Securing mobile wallets is vital to the industry’s growth.
The trend toward mobile banking and payments as a way to replace debit or credit cards, or integrate a part of their functions into a mobile device, is moving faster than most industry analysts predicted. In China, for example, mobile payment systems Alipay and WeChat pay are popular and well used, and a great way for easy account monitoring and ditching the wallet. It is a fundamental change to the way millions of consumers conduct their banking business, with millions more expected to make the switch this year. A key challenge, though, for gaining widespread user adoption is the consumer’s lack of confidence in the security of the services.
And they should be concerned. Mobile payment naturally demands the highest security possible to avoid any number of threats, from mobile malware to third-party apps, unsecured Wi-Fi networks and risky consumer behavior. Alipay and WeChat pay use a security engine-built software encryption, but it can be vulnerable to hacking. Apple Pay on the iPhone uses software encryption and takes one further step by requiring Touch ID verification, a bit like a hardware key and more secure against software hacking.
Software encryption is done with algorithms, while a hardware key needs to be stored at a safe place in the chip of the smartphone, which are both acceptable solutions if security isn’t the priority.
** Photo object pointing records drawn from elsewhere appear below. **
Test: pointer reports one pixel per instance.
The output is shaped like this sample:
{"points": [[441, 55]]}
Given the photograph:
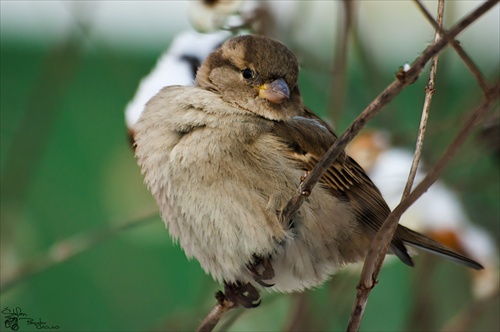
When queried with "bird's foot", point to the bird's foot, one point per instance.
{"points": [[243, 294], [261, 269]]}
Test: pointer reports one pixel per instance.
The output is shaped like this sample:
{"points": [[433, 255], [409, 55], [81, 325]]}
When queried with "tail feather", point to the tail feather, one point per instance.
{"points": [[420, 241]]}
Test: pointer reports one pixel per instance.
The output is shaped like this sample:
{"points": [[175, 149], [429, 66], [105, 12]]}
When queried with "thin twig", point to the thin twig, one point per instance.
{"points": [[382, 239], [339, 82], [214, 316], [404, 78], [458, 48], [429, 92], [66, 249]]}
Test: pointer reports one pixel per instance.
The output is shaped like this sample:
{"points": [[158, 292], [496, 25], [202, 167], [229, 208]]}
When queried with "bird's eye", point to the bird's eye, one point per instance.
{"points": [[247, 73]]}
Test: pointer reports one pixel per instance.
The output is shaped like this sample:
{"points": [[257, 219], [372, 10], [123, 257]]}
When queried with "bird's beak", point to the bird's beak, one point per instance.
{"points": [[276, 91]]}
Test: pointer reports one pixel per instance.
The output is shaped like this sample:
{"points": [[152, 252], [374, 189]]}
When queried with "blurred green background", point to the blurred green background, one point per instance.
{"points": [[67, 172]]}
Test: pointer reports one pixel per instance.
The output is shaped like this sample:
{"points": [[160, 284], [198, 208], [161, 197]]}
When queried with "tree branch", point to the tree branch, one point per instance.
{"points": [[403, 79], [380, 243], [458, 48], [429, 92]]}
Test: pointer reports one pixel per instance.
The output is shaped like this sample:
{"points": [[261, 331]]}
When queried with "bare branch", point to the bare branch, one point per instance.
{"points": [[429, 92], [458, 48], [404, 78], [380, 243], [338, 85]]}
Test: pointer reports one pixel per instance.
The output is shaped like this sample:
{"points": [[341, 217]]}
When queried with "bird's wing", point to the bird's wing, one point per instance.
{"points": [[308, 138]]}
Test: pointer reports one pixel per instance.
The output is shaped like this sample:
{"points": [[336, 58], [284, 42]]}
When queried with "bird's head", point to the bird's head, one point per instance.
{"points": [[254, 73]]}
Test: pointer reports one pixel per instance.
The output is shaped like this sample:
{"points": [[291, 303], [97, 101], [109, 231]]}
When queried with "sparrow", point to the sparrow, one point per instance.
{"points": [[222, 159]]}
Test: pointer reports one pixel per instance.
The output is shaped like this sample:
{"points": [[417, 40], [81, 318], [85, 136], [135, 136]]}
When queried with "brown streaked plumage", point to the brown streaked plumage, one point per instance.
{"points": [[223, 158]]}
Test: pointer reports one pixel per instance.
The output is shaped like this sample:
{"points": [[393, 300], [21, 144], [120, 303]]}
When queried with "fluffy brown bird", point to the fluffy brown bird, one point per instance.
{"points": [[223, 158]]}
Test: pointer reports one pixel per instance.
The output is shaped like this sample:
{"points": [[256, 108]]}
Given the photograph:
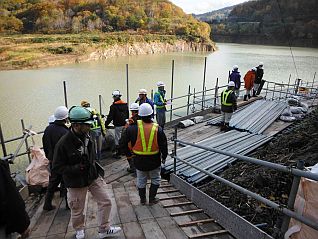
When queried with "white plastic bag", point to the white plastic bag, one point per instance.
{"points": [[37, 172]]}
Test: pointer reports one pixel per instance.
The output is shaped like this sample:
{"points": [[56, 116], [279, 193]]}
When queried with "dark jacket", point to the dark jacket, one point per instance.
{"points": [[146, 162], [231, 99], [235, 76], [259, 75], [13, 216], [51, 136], [74, 162], [149, 101], [118, 113]]}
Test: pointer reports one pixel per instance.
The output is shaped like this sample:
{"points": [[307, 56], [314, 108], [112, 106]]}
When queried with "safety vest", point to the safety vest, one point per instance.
{"points": [[225, 96], [161, 99], [146, 143]]}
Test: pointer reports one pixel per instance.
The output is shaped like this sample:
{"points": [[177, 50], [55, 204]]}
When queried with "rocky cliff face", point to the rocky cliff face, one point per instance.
{"points": [[142, 48]]}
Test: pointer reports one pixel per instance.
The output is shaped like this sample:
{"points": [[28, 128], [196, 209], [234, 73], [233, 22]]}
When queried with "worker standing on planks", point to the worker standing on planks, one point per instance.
{"points": [[149, 145], [228, 105]]}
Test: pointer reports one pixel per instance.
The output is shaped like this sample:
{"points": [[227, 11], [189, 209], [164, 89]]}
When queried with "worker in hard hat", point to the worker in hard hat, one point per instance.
{"points": [[134, 107], [51, 136], [74, 158], [228, 105], [97, 128], [235, 76], [249, 82], [149, 145], [160, 103], [258, 79], [118, 113], [142, 98]]}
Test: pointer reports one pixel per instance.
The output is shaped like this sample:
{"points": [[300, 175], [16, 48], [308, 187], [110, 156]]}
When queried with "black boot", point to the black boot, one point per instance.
{"points": [[152, 194], [48, 201], [142, 195]]}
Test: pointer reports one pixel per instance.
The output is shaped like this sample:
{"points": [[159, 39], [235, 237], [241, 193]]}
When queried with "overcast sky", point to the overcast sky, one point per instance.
{"points": [[203, 6]]}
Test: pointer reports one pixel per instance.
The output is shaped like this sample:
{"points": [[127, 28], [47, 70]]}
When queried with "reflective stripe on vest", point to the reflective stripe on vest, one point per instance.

To have the most secure system possible, companies providing mobile payment apps must build on top of both the software encryption and the hardware key. That’s why, in the world of mobile payments, antifuse one time programmable (OTP) non-volatile memory (NVM) may prove to be the perfect technology for a secure, almost fraud-proof connection. It’s popular for code storage because it provides a safe place to store security keys for data transfer. Because it’s secure at the physical layer, it is unchangeable by UV erase, magnetic force, radiation, a power or ground spike or other unforeseen security threats. This memory has indefinite data retention, is field programmable and offers high density, yield and reliability, is ultra-low power and low cost.
OTP bit-cell, comprised of standard logic CMOS devices, is antifuse NVM technology after a gate oxide breakdown where a high voltage is applied to the gate of a transistor while keeping a low voltage at the source side of the transistor. Before the breakdown, the area between the gate and the source of the transistor is isolated like a capacitor. After the breakdown, it behaves like a resistor. The advantage of the gate oxide breakdown technology is that the bit cell size is small with only two transistors per bit cell, so the programming can be done in a wafer or packaged parts. Once the gate oxide breakdown is finished, it is put on a standard operating voltage.
Mobile payments have the potential to revolutionize retail and consumer spending behavior. Vulnerabilities in secure financial transactions could derail the mobile payment system market, which is why antifuse OTP memory will emerge as a leading technology, giving consumers the confidence they need to adopt this alternative payment method.